126.Comme indiqué dans le rapport national (CED/C/ARG/1) et dans le rapport sur la suite donnée aux observations finales (CED/C/ARG/CO/1/Add.1), la Direction chargée des politiques de réparation du Secrétariat aux droits de l’homme et au pluralisme culturel a pour tâche de coordonner les activités liées aux programmes de réparation destinés aux victimes de disparition forcée pendant la dictature civile et militaire, et dans ce contexte, elle continue d’appliquer les lois de réparation nos 24043, 24411, 25192 et 25914, ainsi que toute autre loi qui pourrait être adoptée dans ce domaine.

127.S’agissant des mesures de réparation et des mesures de protection des enfants, il convient de mentionner l’adoption, en juin 2017, de la loi no 27372 sur les droits et garanties reconnus aux victimes d’infractions.

128.La loi susmentionnée a porté modification du Code de procédure pénale en étendant les droits des victimes même lorsque celles-ci ne se sont pas constituées partie au procès, l’objectif étant que ces victimes aient la possibilité d’être informées de l’état d’avancement de la procédure et de ses conséquences, en particulier qu’elles sachent si les accusés sont en liberté ou non, et de communiquer des informations et des éléments de preuve susceptibles de contribuer à la résolution des affaires.

129.Le décret d’application de la loi no 27372 détaille la protection fournie aux victimes de différents types d’infraction et porte création du Centre d’aide aux victimes d’infractions, rattaché au Ministère de la justice et des droits de l’homme.

130.Les principales missions du Centre sont les suivantes : prendre immédiatement en charge les victimes grâce à son service d’urgence ; offrir un hébergement temporaire et une aide alimentaire d’urgence ; proposer une prise en charge médicale et psychologique ; assurer la défense et la représentation juridique des victimes.

131.Dans la nouvelle loi, la notion de victime est élargie pour couvrir non seulement la personne directement touchée par l’infraction mais aussi son conjoint, son partenaire, ses parents, ses enfants, ses frères et sœurs, son tuteur ou sa famille d’accueil lorsque l’infraction commise a entraîné la mort de la personne ou lui a causé des dommages physiques ou psychologiques graves.

132.Le nouveau Code civil et commercial, modifié par la loi no 26994, est entré en vigueur le 1er août 2015.

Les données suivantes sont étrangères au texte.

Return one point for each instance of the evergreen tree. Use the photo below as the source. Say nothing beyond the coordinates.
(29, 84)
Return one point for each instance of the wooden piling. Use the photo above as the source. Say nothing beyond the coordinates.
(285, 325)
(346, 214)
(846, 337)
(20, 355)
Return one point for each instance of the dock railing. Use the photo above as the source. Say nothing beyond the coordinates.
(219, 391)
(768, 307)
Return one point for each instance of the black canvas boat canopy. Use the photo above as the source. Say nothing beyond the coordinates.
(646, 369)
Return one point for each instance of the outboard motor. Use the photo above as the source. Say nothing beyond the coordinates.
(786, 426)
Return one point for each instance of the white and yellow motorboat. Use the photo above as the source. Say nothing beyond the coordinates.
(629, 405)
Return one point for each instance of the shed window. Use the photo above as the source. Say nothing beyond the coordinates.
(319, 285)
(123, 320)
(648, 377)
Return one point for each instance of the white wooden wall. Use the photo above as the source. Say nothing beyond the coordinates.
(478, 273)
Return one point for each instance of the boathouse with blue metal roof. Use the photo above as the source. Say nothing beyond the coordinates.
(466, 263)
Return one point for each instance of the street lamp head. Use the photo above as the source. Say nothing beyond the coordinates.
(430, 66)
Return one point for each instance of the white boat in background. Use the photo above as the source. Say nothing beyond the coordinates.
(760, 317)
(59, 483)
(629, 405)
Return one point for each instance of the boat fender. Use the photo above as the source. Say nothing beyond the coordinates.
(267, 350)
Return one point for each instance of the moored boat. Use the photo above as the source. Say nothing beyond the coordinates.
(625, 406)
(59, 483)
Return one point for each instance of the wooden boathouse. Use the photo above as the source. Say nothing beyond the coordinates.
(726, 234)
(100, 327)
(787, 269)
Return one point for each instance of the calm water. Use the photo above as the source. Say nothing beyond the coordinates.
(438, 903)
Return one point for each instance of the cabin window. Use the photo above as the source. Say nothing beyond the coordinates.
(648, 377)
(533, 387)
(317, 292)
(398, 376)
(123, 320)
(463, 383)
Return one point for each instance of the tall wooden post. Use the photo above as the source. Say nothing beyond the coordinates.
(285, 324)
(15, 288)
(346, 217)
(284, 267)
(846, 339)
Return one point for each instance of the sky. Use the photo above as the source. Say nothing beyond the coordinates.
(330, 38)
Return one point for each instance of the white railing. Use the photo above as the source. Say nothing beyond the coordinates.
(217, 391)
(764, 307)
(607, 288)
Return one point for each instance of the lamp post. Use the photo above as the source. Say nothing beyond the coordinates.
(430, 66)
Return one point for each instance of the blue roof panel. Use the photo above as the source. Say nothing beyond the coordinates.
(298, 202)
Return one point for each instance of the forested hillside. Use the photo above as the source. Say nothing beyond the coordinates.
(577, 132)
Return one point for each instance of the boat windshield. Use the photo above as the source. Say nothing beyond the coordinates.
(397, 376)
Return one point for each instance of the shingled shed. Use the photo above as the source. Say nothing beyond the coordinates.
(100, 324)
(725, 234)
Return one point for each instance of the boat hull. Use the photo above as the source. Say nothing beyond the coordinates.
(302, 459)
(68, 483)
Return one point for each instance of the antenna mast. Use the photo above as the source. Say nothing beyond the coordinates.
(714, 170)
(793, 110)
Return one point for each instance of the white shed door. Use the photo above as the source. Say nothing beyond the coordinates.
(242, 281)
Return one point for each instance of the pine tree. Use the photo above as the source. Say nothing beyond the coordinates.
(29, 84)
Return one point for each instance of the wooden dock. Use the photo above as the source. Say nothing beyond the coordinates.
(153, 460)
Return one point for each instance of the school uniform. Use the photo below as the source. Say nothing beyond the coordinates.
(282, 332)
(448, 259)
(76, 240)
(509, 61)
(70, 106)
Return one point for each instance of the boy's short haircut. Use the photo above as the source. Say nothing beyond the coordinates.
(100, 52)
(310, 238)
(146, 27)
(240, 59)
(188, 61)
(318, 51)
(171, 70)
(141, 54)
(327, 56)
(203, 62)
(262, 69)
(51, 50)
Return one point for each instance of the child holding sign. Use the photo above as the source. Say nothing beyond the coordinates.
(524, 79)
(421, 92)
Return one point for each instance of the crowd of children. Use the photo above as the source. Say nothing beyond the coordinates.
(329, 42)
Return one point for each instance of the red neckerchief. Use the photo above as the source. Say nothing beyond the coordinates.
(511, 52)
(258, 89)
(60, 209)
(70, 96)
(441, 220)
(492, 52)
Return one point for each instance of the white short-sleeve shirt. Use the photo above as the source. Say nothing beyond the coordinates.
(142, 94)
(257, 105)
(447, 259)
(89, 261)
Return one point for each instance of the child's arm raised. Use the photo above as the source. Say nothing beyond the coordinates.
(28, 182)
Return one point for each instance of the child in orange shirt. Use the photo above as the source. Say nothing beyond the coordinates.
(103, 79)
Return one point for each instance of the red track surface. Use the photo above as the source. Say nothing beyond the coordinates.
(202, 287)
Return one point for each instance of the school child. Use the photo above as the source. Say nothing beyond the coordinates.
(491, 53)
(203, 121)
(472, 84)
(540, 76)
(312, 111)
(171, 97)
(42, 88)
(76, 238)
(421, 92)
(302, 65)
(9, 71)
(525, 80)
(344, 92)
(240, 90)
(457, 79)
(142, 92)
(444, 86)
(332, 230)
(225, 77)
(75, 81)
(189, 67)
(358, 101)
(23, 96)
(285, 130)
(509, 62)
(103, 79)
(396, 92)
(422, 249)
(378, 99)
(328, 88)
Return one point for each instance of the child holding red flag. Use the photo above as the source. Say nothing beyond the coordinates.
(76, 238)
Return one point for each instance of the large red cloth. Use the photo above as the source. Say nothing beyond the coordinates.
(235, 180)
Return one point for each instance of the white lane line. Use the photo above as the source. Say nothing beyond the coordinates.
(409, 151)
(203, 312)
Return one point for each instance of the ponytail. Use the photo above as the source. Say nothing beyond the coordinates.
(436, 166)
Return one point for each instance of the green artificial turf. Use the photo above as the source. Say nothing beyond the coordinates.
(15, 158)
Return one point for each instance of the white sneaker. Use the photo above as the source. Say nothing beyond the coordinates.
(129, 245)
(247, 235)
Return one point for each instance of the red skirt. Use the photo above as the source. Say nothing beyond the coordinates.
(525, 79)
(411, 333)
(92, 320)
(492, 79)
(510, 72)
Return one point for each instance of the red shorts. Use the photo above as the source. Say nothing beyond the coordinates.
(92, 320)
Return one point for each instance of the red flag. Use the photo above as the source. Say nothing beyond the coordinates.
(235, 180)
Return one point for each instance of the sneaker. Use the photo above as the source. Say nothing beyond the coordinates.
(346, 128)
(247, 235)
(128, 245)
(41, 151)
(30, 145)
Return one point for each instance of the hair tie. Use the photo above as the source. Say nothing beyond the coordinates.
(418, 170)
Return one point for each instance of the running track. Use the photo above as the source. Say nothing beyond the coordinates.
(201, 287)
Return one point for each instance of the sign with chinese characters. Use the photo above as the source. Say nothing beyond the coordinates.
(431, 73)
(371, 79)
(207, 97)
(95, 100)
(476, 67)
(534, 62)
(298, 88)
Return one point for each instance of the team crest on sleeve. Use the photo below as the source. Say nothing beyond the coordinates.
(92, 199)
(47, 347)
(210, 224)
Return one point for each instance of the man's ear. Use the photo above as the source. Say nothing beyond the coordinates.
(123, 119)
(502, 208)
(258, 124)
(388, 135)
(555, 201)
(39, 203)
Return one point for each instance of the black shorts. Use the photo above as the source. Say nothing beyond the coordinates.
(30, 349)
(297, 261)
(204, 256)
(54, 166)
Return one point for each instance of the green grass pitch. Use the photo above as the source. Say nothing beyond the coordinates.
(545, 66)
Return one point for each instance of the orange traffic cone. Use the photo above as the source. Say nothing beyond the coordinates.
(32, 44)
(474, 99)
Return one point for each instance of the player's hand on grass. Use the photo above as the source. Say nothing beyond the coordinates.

133.L’article 2561 du nouveau Code dispose qu’en matière civile, les crimes contre l’humanité sont imprescriptibles. Il établit donc que les victimes d’un crime contre l’humanité, y compris de disparition forcée, peuvent demander réparation sans qu’aucun délai de prescription s’applique.

134.Il convient de rappeler qu’en adoptant la loi no 24584, la République argentine a octroyé le statut de norme constitutionnelle (par. 22 de l’article 75 de la Constitution) à la Convention sur l’imprescriptibilité des crimes de guerre et des crimes contre l’humanité, dont l’article premier dispose que les crimes de guerre et les crimes contre l’humanité sont imprescriptibles, quelle que soit la date à laquelle ils ont été commis.

135.Les crimes contre l’humanité étant imprescriptibles, le nouveau Code civil établit qu’en matière civile, les victimes de ces crimes peuvent demander réparation sans qu’aucun délai de prescription s’applique.